The instruction slot tuple (format depends on engine)

perf_takehome.py:58-59

def add(self, engine, slot):
    self.instrs.append({engine: [slot]})

Example:

kb = KernelBuilder()
kb.add("load", ("const", 0, 42))  # Load constant 42 into scratch[0]
kb.add("alu", ("+", 1, 0, 0))    # scratch[1] = scratch[0] + scratch[0]

alloc_scratch()

Allocates scratch space for variables.

name

str | None

default:"None"

Optional variable name for debugging

length

int

default:"1"

Number of scratch words to allocate (use 8 for vectors)

return

int

The scratch address of the allocated space

perf_takehome.py:61-68

def alloc_scratch(self, name=None, length=1):
    addr = self.scratch_ptr
    if name is not None:
        self.scratch[name] = addr
        self.scratch_debug[addr] = (name, length)
    self.scratch_ptr += length
    assert self.scratch_ptr <= SCRATCH_SIZE, "Out of scratch space"
    return addr

Example:

tmp = kb.alloc_scratch("tmp", 1)      # Allocate scalar
vec = kb.alloc_scratch("vec", 8)      # Allocate vector (VLEN=8)

scratch_const()

Allocates and loads a constant into scratch space with automatic deduplication.

val

int

required

The constant value to load

name

str | None

default:"None"

Optional name for the constant

return

int

Scratch address containing the constant

perf_takehome.py:70-75

def scratch_const(self, val, name=None):
    if val not in self.const_map:
        addr = self.alloc_scratch(name)
        self.add("load", ("const", addr, val))
        self.const_map[val] = addr
    return self.const_map[val]

Constants are automatically deduplicated - calling scratch_const(42) multiple times returns the same address.

build_hash()

Generates instruction slots for the hash function computation.

val_hash_addr

int

required

Scratch address containing value to hash (also stores result)

tmp1

int

required

Scratch address for temporary storage

tmp2

int

required

Scratch address for temporary storage

round

int

required

Current round number (for debug tracing)

int

required

Batch index (for debug tracing)

return

list[tuple]

List of (engine, slot) tuples implementing the hash stages

perf_takehome.py:77-86

def build_hash(self, val_hash_addr, tmp1, tmp2, round, i):
    slots = []

    for hi, (op1, val1, op2, op3, val3) in enumerate(HASH_STAGES):
        slots.append(("alu", (op1, tmp1, val_hash_addr, self.scratch_const(val1))))
        slots.append(("alu", (op3, tmp2, val_hash_addr, self.scratch_const(val3))))
        slots.append(("alu", (op2, val_hash_addr, tmp1, tmp2)))
        slots.append(("debug", ("compare", val_hash_addr, (round, i, "hash_stage", hi))))

    return slots

build_kernel()

This is the main method you’ll optimize for the performance challenge.

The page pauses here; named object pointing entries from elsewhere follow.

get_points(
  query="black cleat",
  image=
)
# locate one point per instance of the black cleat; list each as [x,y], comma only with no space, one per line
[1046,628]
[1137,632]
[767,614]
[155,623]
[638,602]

Generates the complete kernel for tree traversal. This is the scalar baseline implementation that you’ll optimize.

forest_height

int

required

Height of the binary tree

n_nodes

int

required

Total number of nodes in the tree (2^(height+1) - 1)

batch_size

int

required

Number of parallel traversals

rounds

int

required

Number of traversal rounds to perform

perf_takehome.py:88-174

def build_kernel(
    self, forest_height: int, n_nodes: int, batch_size: int, rounds: int
):
    """
    Like reference_kernel2 but building actual instructions.
    Scalar implementation using only scalar ALU and load/store.
    """
    tmp1 = self.alloc_scratch("tmp1")
    tmp2 = self.alloc_scratch("tmp2")
    tmp3 = self.alloc_scratch("tmp3")
    # Scratch space addresses
    init_vars = [
        "rounds",
        "n_nodes",
        "batch_size",
        "forest_height",
        "forest_values_p",
        "inp_indices_p",
        "inp_values_p",
    ]
    for v in init_vars:
        self.alloc_scratch(v, 1)
    for i, v in enumerate(init_vars):
        self.add("load", ("const", tmp1, i))
        self.add("load", ("load", self.scratch[v], tmp1))

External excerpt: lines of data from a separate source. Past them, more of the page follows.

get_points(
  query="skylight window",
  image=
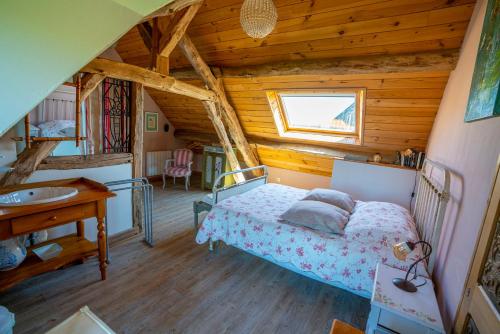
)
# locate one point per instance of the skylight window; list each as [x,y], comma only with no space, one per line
[331,116]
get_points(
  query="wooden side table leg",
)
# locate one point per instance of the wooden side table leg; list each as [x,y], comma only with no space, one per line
[80,228]
[101,243]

    zero_const = self.scratch_const(0)
    one_const = self.scratch_const(1)
    two_const = self.scratch_const(2)

    self.add("flow", ("pause",))
    self.add("debug", ("comment", "Starting loop"))

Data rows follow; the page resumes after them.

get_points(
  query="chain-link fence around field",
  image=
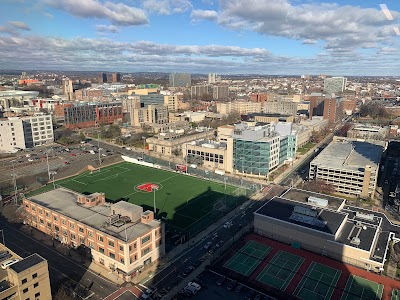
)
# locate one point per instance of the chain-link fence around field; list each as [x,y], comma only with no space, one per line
[207,174]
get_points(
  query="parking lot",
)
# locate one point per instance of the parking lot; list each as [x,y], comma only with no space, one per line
[212,287]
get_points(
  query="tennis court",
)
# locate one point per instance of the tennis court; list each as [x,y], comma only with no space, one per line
[358,288]
[246,260]
[280,270]
[319,282]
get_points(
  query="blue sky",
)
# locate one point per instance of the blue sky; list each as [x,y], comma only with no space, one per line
[226,36]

    body = []  # array of slots

    # Scalar scratch registers
    tmp_idx = self.alloc_scratch("tmp_idx")
    tmp_val = self.alloc_scratch("tmp_val")
    tmp_node_val = self.alloc_scratch("tmp_node_val")
    tmp_addr = self.alloc_scratch("tmp_addr")

    for round in range(rounds):
        for i in range(batch_size):
            i_const = self.scratch_const(i)
            # idx = mem[inp_indices_p + i]
            body.append(("alu", ("+", tmp_addr, self.scratch["inp_indices_p"], i_const)))
            body.append(("load", ("load", tmp_idx, tmp_addr)))
            body.append(("debug", ("compare", tmp_idx, (round, i, "idx"))))
            # val = mem[inp_values_p + i]
            body.append(("alu", ("+", tmp_addr, self.scratch["inp_values_p"], i_const)))
            body.append(("load", ("load", tmp_val, tmp_addr)))
            body.append(("debug", ("compare", tmp_val, (round, i, "val"))))
            # node_val = mem[forest_values_p + idx]
            body.append(("alu", ("+", tmp_addr, self.scratch["forest_values_p"], tmp_idx)))
            body.append(("load", ("load", tmp_node_val, tmp_addr)))
            body.append(("debug", ("compare", tmp_node_val, (round, i, "node_val"))))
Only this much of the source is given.